We did see one play put on by the Theater Centre after moving into its new location but it took place in a shipping container behind the building and was appropriately called The Container, which was fabulous.
Tonight I finally made it into the main theater (the theater has two presentation areas) to see The Death of the King.
Critically-acclaimed Iranian playwright, Bahram Beyzaie wrote The Death of the King shortly after the Iranian Revolution. Beyzaie’s play tells the story of an ordinary family charged with treason, accused of killing their nation’s ruler. The execution gallows are being prepared while a miller, his wife and their daughter, embark on a desperate bid to reveal the truth about their despotic, yet desperate, leader. This highly-inventive and physical production explores the vulnerability of ordinary citizens struggling under the extraordinary circumstances of their political fate.

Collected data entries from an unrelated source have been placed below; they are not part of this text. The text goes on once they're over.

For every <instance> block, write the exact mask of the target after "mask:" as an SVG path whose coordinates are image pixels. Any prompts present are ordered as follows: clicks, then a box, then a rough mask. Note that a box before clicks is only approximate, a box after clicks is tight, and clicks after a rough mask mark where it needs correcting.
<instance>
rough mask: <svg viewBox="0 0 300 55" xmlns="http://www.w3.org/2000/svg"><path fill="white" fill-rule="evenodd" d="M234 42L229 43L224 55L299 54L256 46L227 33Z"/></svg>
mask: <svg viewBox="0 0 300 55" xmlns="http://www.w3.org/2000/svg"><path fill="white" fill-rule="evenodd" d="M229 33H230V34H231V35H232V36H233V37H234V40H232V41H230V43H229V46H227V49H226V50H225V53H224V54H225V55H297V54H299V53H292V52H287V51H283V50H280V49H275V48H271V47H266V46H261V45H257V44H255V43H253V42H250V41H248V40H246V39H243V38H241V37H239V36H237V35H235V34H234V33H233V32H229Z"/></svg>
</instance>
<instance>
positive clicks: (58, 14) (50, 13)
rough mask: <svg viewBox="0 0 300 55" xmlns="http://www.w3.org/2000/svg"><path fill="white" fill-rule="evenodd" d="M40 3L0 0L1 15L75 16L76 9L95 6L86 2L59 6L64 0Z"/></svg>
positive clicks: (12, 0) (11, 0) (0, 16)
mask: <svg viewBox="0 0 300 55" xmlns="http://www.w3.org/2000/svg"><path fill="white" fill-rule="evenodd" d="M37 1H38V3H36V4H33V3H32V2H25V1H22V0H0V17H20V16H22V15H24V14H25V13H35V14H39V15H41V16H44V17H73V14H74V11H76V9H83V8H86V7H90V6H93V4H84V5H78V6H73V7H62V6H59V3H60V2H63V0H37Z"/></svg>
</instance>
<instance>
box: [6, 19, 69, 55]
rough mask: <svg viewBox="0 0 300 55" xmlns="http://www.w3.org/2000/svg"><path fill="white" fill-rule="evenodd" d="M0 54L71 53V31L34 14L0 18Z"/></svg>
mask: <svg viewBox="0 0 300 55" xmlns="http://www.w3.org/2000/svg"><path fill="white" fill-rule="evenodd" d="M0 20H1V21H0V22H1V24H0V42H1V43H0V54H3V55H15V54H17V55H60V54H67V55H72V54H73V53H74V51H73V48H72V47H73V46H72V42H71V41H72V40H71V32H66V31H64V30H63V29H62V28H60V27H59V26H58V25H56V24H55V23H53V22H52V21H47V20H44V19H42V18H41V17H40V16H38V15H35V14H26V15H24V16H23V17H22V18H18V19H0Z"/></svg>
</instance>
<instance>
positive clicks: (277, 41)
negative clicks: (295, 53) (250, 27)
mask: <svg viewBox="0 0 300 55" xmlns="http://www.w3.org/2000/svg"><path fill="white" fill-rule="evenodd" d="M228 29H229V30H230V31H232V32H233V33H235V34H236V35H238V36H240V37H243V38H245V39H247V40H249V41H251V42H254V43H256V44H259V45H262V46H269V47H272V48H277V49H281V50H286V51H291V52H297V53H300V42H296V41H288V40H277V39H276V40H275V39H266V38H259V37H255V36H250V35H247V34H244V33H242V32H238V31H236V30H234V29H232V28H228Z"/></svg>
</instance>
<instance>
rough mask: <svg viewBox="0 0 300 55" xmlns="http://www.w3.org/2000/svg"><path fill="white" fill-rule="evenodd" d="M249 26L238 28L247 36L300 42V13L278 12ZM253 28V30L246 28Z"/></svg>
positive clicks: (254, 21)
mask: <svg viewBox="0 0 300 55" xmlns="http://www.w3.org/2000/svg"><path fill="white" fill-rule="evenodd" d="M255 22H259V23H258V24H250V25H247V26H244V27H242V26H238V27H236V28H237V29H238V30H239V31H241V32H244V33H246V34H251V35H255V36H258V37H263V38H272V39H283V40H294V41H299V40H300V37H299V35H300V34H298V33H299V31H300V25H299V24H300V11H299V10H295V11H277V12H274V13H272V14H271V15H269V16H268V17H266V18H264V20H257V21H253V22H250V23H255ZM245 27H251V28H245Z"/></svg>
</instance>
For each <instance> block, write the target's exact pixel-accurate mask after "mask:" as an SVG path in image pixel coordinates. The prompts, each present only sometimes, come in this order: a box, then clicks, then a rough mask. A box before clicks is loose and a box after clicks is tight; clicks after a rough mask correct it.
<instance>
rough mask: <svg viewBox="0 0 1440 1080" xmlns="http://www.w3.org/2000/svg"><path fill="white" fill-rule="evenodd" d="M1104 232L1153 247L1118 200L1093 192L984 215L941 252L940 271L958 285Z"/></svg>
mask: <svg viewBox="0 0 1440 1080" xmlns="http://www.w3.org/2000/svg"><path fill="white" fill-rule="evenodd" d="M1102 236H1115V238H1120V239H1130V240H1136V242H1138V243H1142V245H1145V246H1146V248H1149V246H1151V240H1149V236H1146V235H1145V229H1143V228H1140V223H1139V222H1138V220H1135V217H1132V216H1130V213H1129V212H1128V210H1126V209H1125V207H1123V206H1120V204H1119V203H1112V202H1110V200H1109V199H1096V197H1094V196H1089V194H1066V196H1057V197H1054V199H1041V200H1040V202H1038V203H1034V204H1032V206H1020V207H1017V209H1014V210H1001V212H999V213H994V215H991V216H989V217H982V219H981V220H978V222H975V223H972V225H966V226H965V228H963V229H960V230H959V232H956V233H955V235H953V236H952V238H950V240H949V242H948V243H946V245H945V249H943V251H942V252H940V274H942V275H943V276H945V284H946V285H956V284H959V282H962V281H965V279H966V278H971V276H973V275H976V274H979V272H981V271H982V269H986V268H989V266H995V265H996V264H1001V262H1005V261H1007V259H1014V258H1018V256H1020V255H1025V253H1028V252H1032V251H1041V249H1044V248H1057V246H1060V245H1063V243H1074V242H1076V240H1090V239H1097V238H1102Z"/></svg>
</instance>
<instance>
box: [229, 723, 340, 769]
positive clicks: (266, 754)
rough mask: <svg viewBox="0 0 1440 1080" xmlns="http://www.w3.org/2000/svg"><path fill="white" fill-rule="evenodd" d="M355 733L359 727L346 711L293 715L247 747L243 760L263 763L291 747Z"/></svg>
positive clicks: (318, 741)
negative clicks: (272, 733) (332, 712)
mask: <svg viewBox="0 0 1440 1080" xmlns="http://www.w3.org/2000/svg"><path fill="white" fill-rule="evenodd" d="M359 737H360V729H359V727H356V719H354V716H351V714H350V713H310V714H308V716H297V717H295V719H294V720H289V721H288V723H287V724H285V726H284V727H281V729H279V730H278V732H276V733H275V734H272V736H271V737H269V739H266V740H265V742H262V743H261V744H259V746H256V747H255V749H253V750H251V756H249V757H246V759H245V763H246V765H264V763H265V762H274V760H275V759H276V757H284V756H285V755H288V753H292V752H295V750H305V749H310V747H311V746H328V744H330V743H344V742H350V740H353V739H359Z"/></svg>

I really enjoyed this production, which is based on the true story of the death of King Yazdegerd III, the last king of Persia. The play is 90 minutes long with no intermission (and no late audience admittance once the doors are closed, a rule I loudly applaud).
The play is very intense. Four guards find a miller, his wife and daughter huddled over the body of the dead king. The events which lead up to his death ... or murder, are told in flashback performed by the miller and family. There are some very few humorous moments to break the tension but it is a very engrossing story.
If the main characters who had no names, the miller, (Ron Kennell), the woman (Jani Lauzon) and the girl (Bahareh Yaraghi) had not been played by such strong actors, the play itself, could not survive.
The Death of the King is only playing till this Sunday, April 10. It is definitely worth seeing.